Naar aanleiding van een onderzoek bij de belastingdienst is vastgesteld dat verdachte in 2008 kon beschikken over een netto inkomen per maand van € 1.913,83, in 2009 over € 1.939,08 en in 2010 over € 2.044,58. De echtgenote van verdachte, [betrokkene 1], kon in 2010 beschikken over een netto inkomen per maand van € 29,75.
Voor wat betreft de inkomsten en uitgaven van verdachte is een zogenaamde kasopstelling samengesteld. Uit die kasopstelling is vastgesteld dat, uitgaande van een beginsaldo van € 50,-- op 1 januari 2006, er tot en met 6 december 2011 zijnde de tenlastegelegde periode, aan legale contante ontvangsten (inclusief bankopnamen) sprake is van een bedrag van € 62.729,37, het eindsaldo voor wat betreft de contante ontvangsten sprake is van een bedrag van € 2.433,78 waardoor beschikbaar was om contant uit te geven een bedrag van € 60,345,59.
Aan feitelijke contante uitgaven (inclusief bankstortingen) is een bedrag van € 135.038,92 vastgesteld in voornoemde periode.
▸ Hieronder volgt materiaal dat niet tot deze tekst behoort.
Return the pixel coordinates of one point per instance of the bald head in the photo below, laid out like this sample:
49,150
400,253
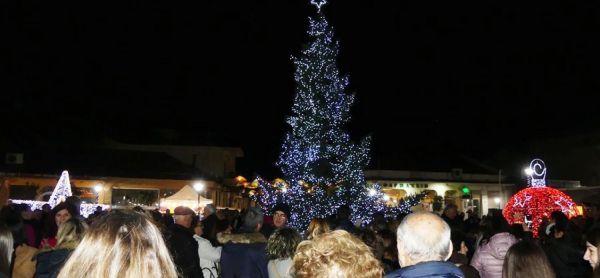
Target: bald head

Op grond van het voorgaande stelt de militaire kamer vast dat tegenover de legaal door verdachte ontvangen inkomsten een bedrag van € 74.693,33 door verdachte contant is uitgegeven waarvoor geen legale herkomst gevonden is.
Personenauto's:
Op 7 september 2010 koopt verdachte een BMW 320d met kenteken [AA-00-AA] voor een bedrag van € 22.500,--. Na inruil van een Volvo personenauto wordt een bedrag van € 6.000,-- op het factuurbedrag in mindering gebracht waardoor blijft te betalen € 16.500,--. Deze overeenkomst is vastgelegd in een koopovereenkomst, waarop verdachte als koper staat vermeld, die op 3 september 2010 door verdachte in Groningen is ondertekend. Verdachte herkent de handtekening op die koopovereenkomst als zijnde zijn handtekening.
De factuur, gedateerd 7 september 2010, is aan [verdachte], [a-straat 1], [plaats], gericht. Autobedrijf [A] v.o.f. te [plaats], alwaar voornoemde BMW is gekocht, heeft op de factuur op 6 september 2010 een bedrag van € 6.500,-- ontvangen van de bankrekening van [betrokkene 2] e/o.
De stiefvader van verdachte, [betrokkene 2], verklaart dat [verdachte] (verdachte) de auto heeft opgehaald.
Uit een door de politie ingesteld onderzoek is vastgesteld dat verdachte op 26 augustus 2011 aangifte heeft gedaan van vernieling van een BMW 320d met kenteken [AA-00-AA]. De vernieling zou hebben plaatsgevonden in de [a-straat 1] te [plaats].
Getuige [betrokkene 5] verklaart dat hij weet dat verdachte een BMW heeft. Getuige [betrokkene 6] verklaart op de vraag in welke auto [verdachte] (verdachte) rijdt: "een BMW volgens mij". De vader van verdachte, [betrokkene 4] verklaart op de vraag "hoeveel auto's heeft uw zoon [verdachte]?": "Twee auto's. Zijn BMW en zijn Ford Ka."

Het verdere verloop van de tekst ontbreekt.